Depois de tomarem o café, Santiago e Lívia acompanharam Helena até sua casa. A rua estava quase vazia, restando apenas uma viatura estacionada. Os policiais já saíam da casa quando os três se aproximaram.
— E então? — perguntou Santiago, tentando conter a própria ansiedade.
Um dos agentes respondeu enquanto ajustava a alça do colete:
— Os peritos foram embora há poucos minutos. Confirmaram que a mangueira foi cortada de propósito. Sobre suspeitos, vamos depender da análise do laudo.
Santiago apertou os lábios e assentiu, aceitando a falta de respostas imediatas.
Logo, Helena emendou, ansiosa:
— Já podemos entrar?
— Sim, o local está liberado, — respondeu o policial, antes de caminhar de volta para a viatura.
— Obrigada, — disse ela, vendo os agentes se afastarem.
Assim que abriu a porta, Helena sentiu outra coisa que não veio em palavras, mas em impacto: a casa que antes era aconchego agora parecia território invadido. O corpo dela enrijeceu por um segundo, um arrepio estreitando os ombros. O conforto daquela casa agora tinha um gosto híbrido entre o que sempre foi lar e o que se tornara cena de crime.
Santiago notou a reação e passou o braço pelos ombros dela, um gesto simples de apoio.
— Ainda hoje o Marcelo vem e instala câmeras aqui também, — garantiu ele.
Helena apenas assentiu e a tensão foi cedendo.
Minutos depois, Pedro chegou com uma mochila grande nas costas. Era um modelo pesado, desses usados para acampamento. Ele a retirou com cuidado e perguntou:
— E então? Onde eu posso deixar isso?
Antes que Helena pudesse se adiantar para acompanhá-lo até um dos quartos de hóspedes, o nome de Marcelo surgiu como ausência notada.
— E o Marcelo? — perguntou ela.
— O Marcelo foi à agência, mas já está voltando.
Apesar da noite caótica, a manhã seguiu tranquila dentro do possível. Santiago voltou ao trabalho porque a exposição da galeria estava perto demais para ser adiada. Livia também tinha seus clientes para atender e casos para montar. Marcelo e Pedro passaram horas reforçando a segurança da casa: instalaram câmeras, alarmes e uma proteção extra no muro dos fundos.

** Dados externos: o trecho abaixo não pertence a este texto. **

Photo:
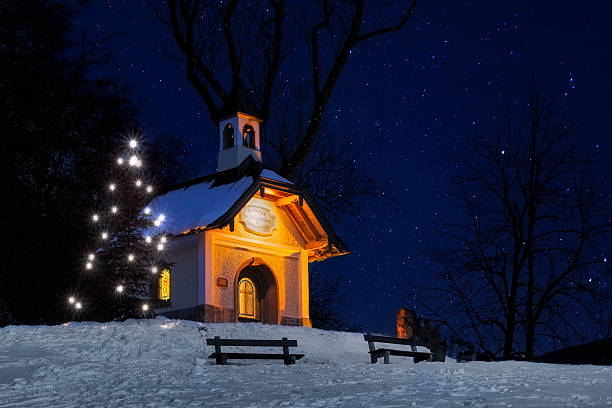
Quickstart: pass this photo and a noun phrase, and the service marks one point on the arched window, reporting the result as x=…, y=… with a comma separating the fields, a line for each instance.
x=164, y=285
x=246, y=298
x=248, y=136
x=228, y=136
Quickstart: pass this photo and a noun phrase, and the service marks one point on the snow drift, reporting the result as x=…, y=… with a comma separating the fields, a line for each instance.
x=164, y=363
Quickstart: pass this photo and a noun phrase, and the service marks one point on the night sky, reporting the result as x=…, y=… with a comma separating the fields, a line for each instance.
x=408, y=98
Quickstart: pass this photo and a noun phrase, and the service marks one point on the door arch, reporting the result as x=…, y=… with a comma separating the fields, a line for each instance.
x=256, y=294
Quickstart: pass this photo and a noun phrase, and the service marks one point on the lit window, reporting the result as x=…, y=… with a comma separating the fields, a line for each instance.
x=228, y=136
x=248, y=136
x=246, y=297
x=164, y=285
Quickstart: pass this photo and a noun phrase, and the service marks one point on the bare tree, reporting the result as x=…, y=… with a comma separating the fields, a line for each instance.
x=230, y=42
x=528, y=262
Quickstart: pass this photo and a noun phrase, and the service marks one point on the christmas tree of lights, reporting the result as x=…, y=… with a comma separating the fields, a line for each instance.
x=121, y=270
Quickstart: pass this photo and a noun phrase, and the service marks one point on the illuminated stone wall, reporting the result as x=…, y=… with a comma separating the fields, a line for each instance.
x=202, y=258
x=280, y=251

Ao meio-dia, Helena pediu almoço para todos na cantina indicada por Aurora, e depois passou o restante da tarde no único quarto que ainda estava vazio. Era ali que ela guardava seus quadros prontos — e agora também parecia ser o único lugar completamente livre de interrupções, ideal para tentar organizar a mente depois do que tinha vivido.
...
No Studio Cassiani, o dia seguia aparentemente normal, mas havia uma ausência estranha pairando na rotina. Já passava das dez da manhã e nem Cássio, nem Silvia tinham aparecido — algo raríssimo. Renato já havia ligado diversas vezes para o amigo, sem sucesso. O celular caía direto na caixa postal.

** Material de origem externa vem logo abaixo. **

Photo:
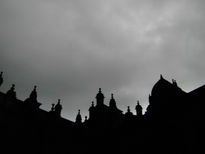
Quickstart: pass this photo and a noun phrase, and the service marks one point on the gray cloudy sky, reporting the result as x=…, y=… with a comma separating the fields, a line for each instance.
x=70, y=48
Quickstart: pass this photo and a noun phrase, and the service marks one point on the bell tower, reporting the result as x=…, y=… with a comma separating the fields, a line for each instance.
x=100, y=98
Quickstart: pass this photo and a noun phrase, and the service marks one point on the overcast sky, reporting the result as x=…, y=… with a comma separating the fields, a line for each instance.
x=70, y=48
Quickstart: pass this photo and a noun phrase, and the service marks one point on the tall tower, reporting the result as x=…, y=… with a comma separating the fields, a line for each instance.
x=138, y=109
x=100, y=98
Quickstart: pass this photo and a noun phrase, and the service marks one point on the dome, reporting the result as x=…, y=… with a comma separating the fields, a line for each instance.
x=161, y=87
x=100, y=94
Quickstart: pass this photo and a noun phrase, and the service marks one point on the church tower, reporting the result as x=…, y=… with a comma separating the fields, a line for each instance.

Apesar da lacuna, o trabalho não diminuiu o ritmo. Os protótipos da nova coleção avançavam a todo vapor, conduzidos pela equipe criativa com uma eficiência quase surpreendente. A coleção destoava completamente das anteriores, deslocada da identidade clássica da empresa. Ainda assim, Renato não podia negar — havia algo ali que funcionava. Quatro mãos no processo tornavam tudo mais rápido. Talvez até mais humano. E esse pensamento o levou, inevitavelmente, até Helena.
Ele tentou imaginar como tinha sido para ela, criando coleção atrás de coleção completamente sozinha. Ele chegou a desprezá-la — mas nunca por uma convicção própria. Sempre pela influência direta de Cássio, que moldava opiniões com a mesma força com que moldava negócios. Mas agora… admirar Helena já não era possibilidade. Era consequência lógica.

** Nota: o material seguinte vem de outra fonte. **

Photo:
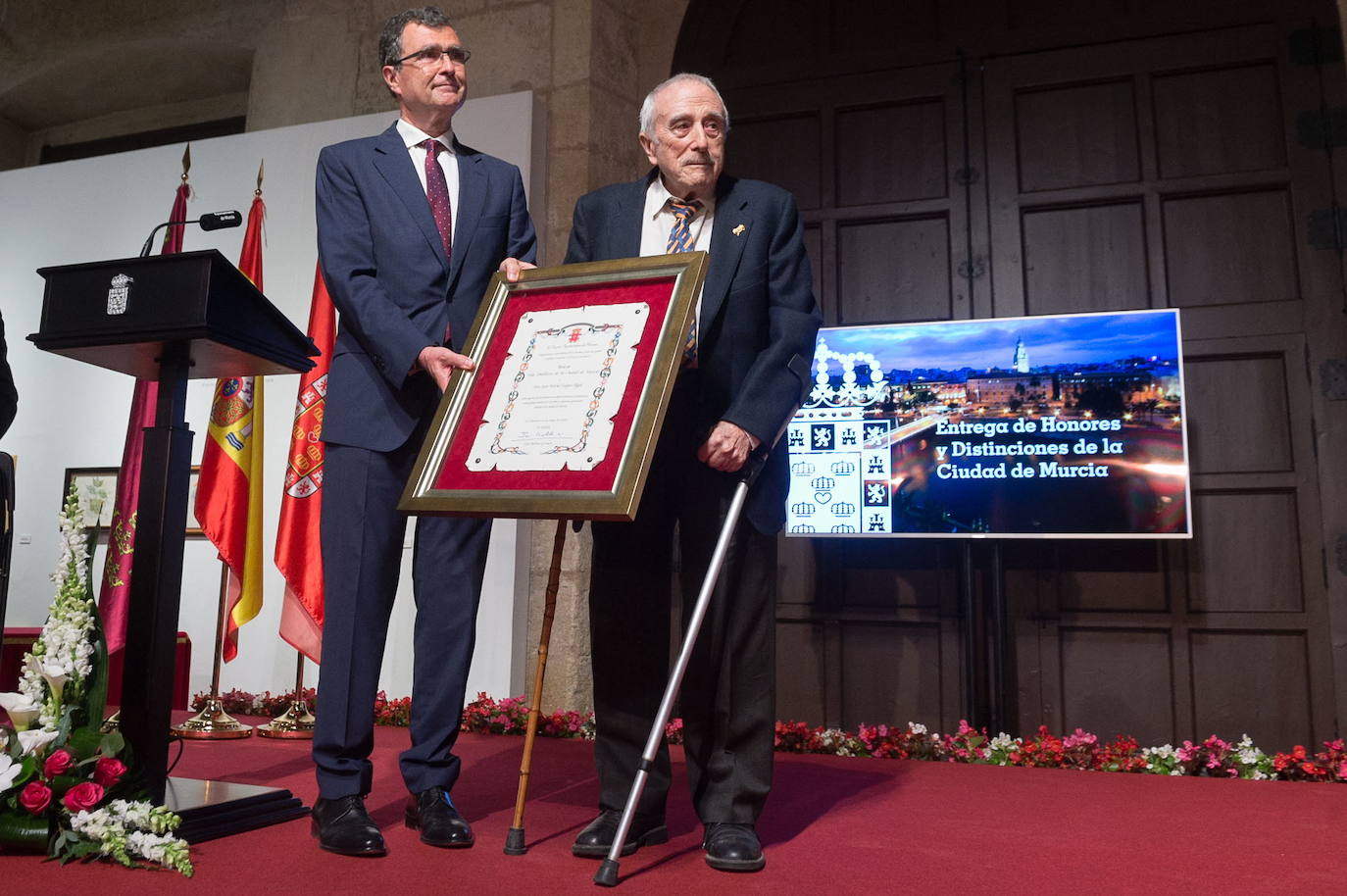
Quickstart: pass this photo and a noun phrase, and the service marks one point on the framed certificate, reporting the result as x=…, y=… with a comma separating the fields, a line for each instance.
x=574, y=371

Quando finalmente decidiu que iria até a casa de Cássio entender o que estava acontecendo, o telefone sobre a mesa vibrou. O nome do amigo apareceu na tela e ele atendeu no impulso:
— Cara, onde é que você se meteu? — perguntou Renato, sem rodeios.
— Precisei viajar às pressas. Problema com fornecedores. — respondeu Cássio do outro lado.
Renato apertou os olhos, desconfortável. Ele conhecia cada vírgula do jeito do amigo. Cássio nunca desaparecia assim. Nunca viajava “do nada” sem antes pedir a ele que segurasse as pontas por ali. Mas daquela vez não houve aviso, não houve pedido, não houve nada. Só o desaparecimento.
— Do nada? — insistiu Renato, o tom carregando estranhamento.
— Pois é. Foi tudo em cima da hora. E se precisar de algo urgente, fale com a Silvia, — disse Cássio.
— Ela não tá com você? — perguntou Renato, informação que parecia óbvia… mas precisava ser dita.
— Não. Por quê?
— Porque ela também não veio.
O silêncio foi pesado e longo. Até que Cássio concluiu, impaciente:
— De qualquer forma, eu só volto em três dias. Você terá que se virar aí. Eu sei que vai dar conta.
— Três dias? Por que tanto tempo? — perguntou Renato.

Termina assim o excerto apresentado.